This Map Could Completely Change The Way We Treat Cancer
Cancer has had a terrible impact on millions of people’s lives. It’s a horrid disease, and sadly most of the treatment is just a money scheme. However, scientists might have just changed the entire treatment.
There are endless ways that a person can develop cancer these days. Scientists have studied and studied the genetic cells of cancer and ways to treat them, detect them, and prevent them from growing. A new study published in the Journal ‘Cell’, researchers identified a new way to detect cancer.
Researchers identified 760 different genes that cancer cells need to survive and multiply.
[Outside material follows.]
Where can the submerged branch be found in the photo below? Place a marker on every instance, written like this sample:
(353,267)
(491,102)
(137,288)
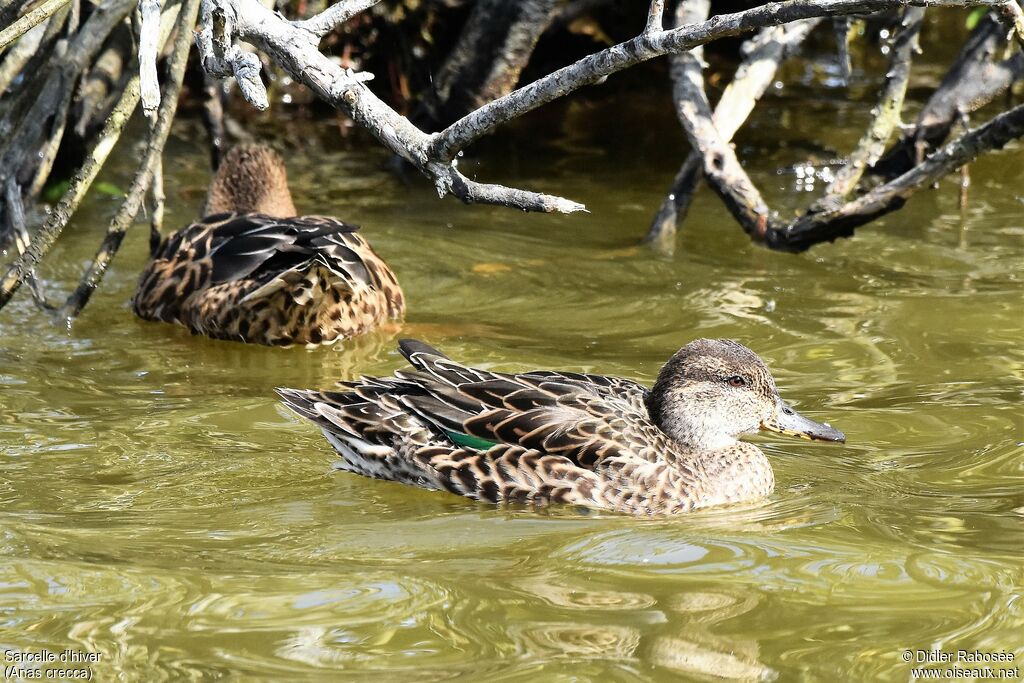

The researchers translated this information into a map that tracks what cancer cells depend on to grow. Though not finished yet, the authors hope it will help show others where to start.
“We have a lot of information from cancer genome sequencing, but this effort focuses on the function of genes,” says William Hahn, a researcher at the Broad Institute cancer program and lead author of the study. “It hasn’t been done before because we have not had the technology to perform experiments at this scale.”
Hahn and his team have identified a few characteristics of cancer as a whole. 10 percent of cancer gene cells rely upon and exist in multiple cancer types, meaning that the method to target those pathways could be used against many different types of cancer.
He says that there are many new different ways the new ‘dependency map’ can be used to find a new treatment. He says, “One way is that we find a gene or target that is necessary for the survival of a specific type of tumor that was not revealed by genome sequencing.” Another, he says, is by finding routes to repurpose drugs for one type of cancer to treat another. And finally, he says, “this will provide a roadmap for what drugs still need to be developed.”
Cancer treatment’s 21’st century shift lies here in this research study. We are well aware that chemotherapy is out of date and toxic to humans. This is the first step to finding a cure and treatment that is actually worth anything.